In any case, the expected increase in institutional ownership is likely to be a mixed blessing for county companies, analysts said.

The presence of these market heavyweights signals that many local companies have moved out of the shadows and into the spotlight of the investment world, which could result in increased demand--and higher prices--for county stocks.

On the other hand, the frequent buying and selling of stock by institutions--and their emphasis on short-term returns--could have a destabilizing effect on companies accustomed to more loyal, long-term shareholders.

But for better or for worse, market observers believe Wall Street's big boys are here to stay, and their increasing involvement is just one more factor to be reckoned with in an increasingly volatile market.

"Institutions' role in the market can't be underestimated. And it's only growing," said Jeff Kilpatrick, president of Newport Securities, a stock brokerage firm in Costa Mesa.

Institutional investors include pension funds, banks, insurance companies, labor unions, profit-sharing plans and college endowments.

Although institutional investors own less than 50% of the shares listed on the New York Stock Exchange, they account for as much as 75% of daily trading volume in Big Board stocks.

When institutions begin buying a company's stock, the large number of shares purchased can quickly pump up its price and lead to a chain-reaction of buying by other institutions.

Traditionally, institutions have placed most of their equity investments in the stocks of America's largest corporations. They have tended to shun "secondary" stocks issued by smaller companies.

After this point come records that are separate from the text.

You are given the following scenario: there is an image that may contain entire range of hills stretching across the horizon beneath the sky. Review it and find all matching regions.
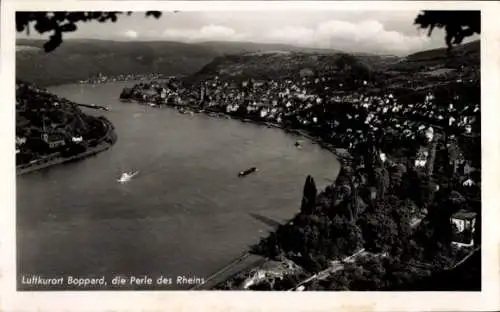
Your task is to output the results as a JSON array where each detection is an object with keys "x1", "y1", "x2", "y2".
[{"x1": 16, "y1": 39, "x2": 480, "y2": 86}]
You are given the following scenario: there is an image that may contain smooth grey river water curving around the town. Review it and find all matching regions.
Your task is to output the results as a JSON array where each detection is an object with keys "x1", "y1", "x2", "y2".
[{"x1": 17, "y1": 82, "x2": 339, "y2": 289}]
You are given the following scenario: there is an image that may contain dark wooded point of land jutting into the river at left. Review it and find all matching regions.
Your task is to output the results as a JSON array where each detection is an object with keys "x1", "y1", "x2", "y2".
[{"x1": 16, "y1": 81, "x2": 117, "y2": 174}]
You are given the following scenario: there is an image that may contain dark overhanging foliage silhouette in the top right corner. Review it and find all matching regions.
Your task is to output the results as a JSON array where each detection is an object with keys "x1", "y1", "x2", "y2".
[{"x1": 414, "y1": 10, "x2": 481, "y2": 50}]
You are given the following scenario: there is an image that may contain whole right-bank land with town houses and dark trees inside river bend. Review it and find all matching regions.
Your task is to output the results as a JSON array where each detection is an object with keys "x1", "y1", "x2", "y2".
[{"x1": 115, "y1": 51, "x2": 481, "y2": 290}]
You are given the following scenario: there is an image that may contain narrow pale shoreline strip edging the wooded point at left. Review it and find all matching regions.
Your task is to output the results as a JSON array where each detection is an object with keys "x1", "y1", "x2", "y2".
[{"x1": 16, "y1": 117, "x2": 118, "y2": 176}]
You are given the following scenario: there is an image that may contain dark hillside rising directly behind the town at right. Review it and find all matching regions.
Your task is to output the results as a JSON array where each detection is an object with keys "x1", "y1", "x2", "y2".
[{"x1": 187, "y1": 41, "x2": 480, "y2": 89}]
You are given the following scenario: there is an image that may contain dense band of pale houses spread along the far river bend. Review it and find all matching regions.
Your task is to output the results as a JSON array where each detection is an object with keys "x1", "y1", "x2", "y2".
[{"x1": 122, "y1": 75, "x2": 480, "y2": 256}]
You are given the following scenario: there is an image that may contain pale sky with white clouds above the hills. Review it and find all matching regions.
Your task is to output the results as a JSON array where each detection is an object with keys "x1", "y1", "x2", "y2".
[{"x1": 17, "y1": 10, "x2": 477, "y2": 55}]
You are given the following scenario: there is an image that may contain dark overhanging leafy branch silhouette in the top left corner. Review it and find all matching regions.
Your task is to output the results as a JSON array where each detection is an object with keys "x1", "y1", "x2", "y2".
[{"x1": 16, "y1": 11, "x2": 161, "y2": 52}]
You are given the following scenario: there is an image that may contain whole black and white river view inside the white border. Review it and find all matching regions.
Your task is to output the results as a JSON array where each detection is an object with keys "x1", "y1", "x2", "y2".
[{"x1": 2, "y1": 1, "x2": 498, "y2": 310}]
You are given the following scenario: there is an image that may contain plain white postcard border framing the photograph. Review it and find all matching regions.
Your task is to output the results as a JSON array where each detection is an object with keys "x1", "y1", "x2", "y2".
[{"x1": 0, "y1": 0, "x2": 500, "y2": 311}]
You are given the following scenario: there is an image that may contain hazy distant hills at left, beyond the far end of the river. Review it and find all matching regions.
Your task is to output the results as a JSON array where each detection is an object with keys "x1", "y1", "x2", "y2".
[{"x1": 16, "y1": 39, "x2": 342, "y2": 86}]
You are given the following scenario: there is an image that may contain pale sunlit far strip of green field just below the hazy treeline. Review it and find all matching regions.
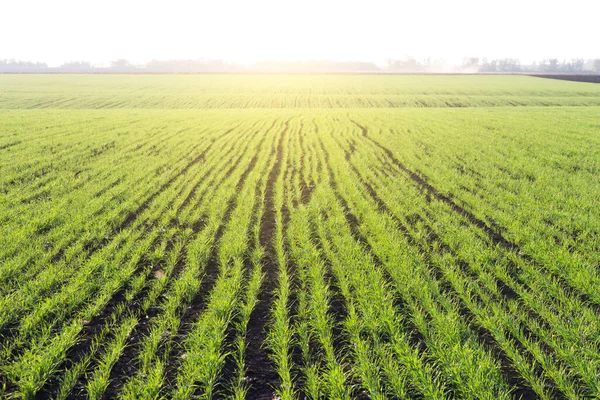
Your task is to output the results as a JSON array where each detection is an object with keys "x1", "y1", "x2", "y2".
[{"x1": 0, "y1": 75, "x2": 600, "y2": 109}]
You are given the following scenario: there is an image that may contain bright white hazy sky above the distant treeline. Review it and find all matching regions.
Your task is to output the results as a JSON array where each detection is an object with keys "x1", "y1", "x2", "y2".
[{"x1": 0, "y1": 0, "x2": 600, "y2": 65}]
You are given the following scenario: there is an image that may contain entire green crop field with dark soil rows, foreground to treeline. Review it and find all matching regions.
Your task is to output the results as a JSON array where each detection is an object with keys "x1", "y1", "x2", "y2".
[{"x1": 0, "y1": 75, "x2": 600, "y2": 400}]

The reason, analysts said, is that investing in secondary issues requires expanded and time-consuming investment research. In addition, it is difficult for an institution to buy or sell large positions in secondary stocks without causing sharp price swings.

County stocks have tended to be even more overlooked than other secondary issues, because of the location of the companies.

"Geographically, Orange County is remote. It's off the beaten path," said James Reynolds, director of research at Cruttenden & Co., an investment banking firm in Newport Beach.

Investing in small companies is made more difficult because the companies have fewer shares available for purchase.

Further, larger, blue-chip companies have tended to have more established and stable track records, and their more steady market performance provides institutional investors with an additional measure of comfort.

Smaller companies, in contrast, have tended to be relatively young and unproven; their more erratic performance often means dramatic market swings.

But as large-capitalization stocks reached record price levels in early 1987, institutions began looking for values elsewhere. And when the blue chips tumbled in October and remained volatile the rest of the year, institutions realized that their traditional investment choices were not as stable as they had assumed.

"Their blue chips had been going straight up (in value) for three years, and they didn't want to be bothered by other stocks," Kilpatrick said. "That's not true anymore."

Another factor behind the increase in institutional investment in the county is that the nature of business here has been changing for several years.

"The companies here are growing. They're not going to stay secondary companies any longer," said Brian Callahan, an account executive at the Anaheim office of Prudential-Bache Securities.

"Orange County has been slower to develop, but it is now where Santa Clara County was a few years ago," said Reynolds, who joined Cruttenden last summer after working at the brokerage firm of Crowell, Weedon & Co. in Los Angeles. "There were lots of good companies there five to 10 years ago, and now there are lots of good companies here."

Reynolds' move is an example of the changing nature of the county's investment community. Before he became research chief at Cruttenden, the firm had no formal research department and was content to publish only an occasional report about county businesses.

Reynolds said he plans to publish regular research reports on local companies and send them to investment bankers and brokers in New York and Boston, where most institutional investment decisions are made.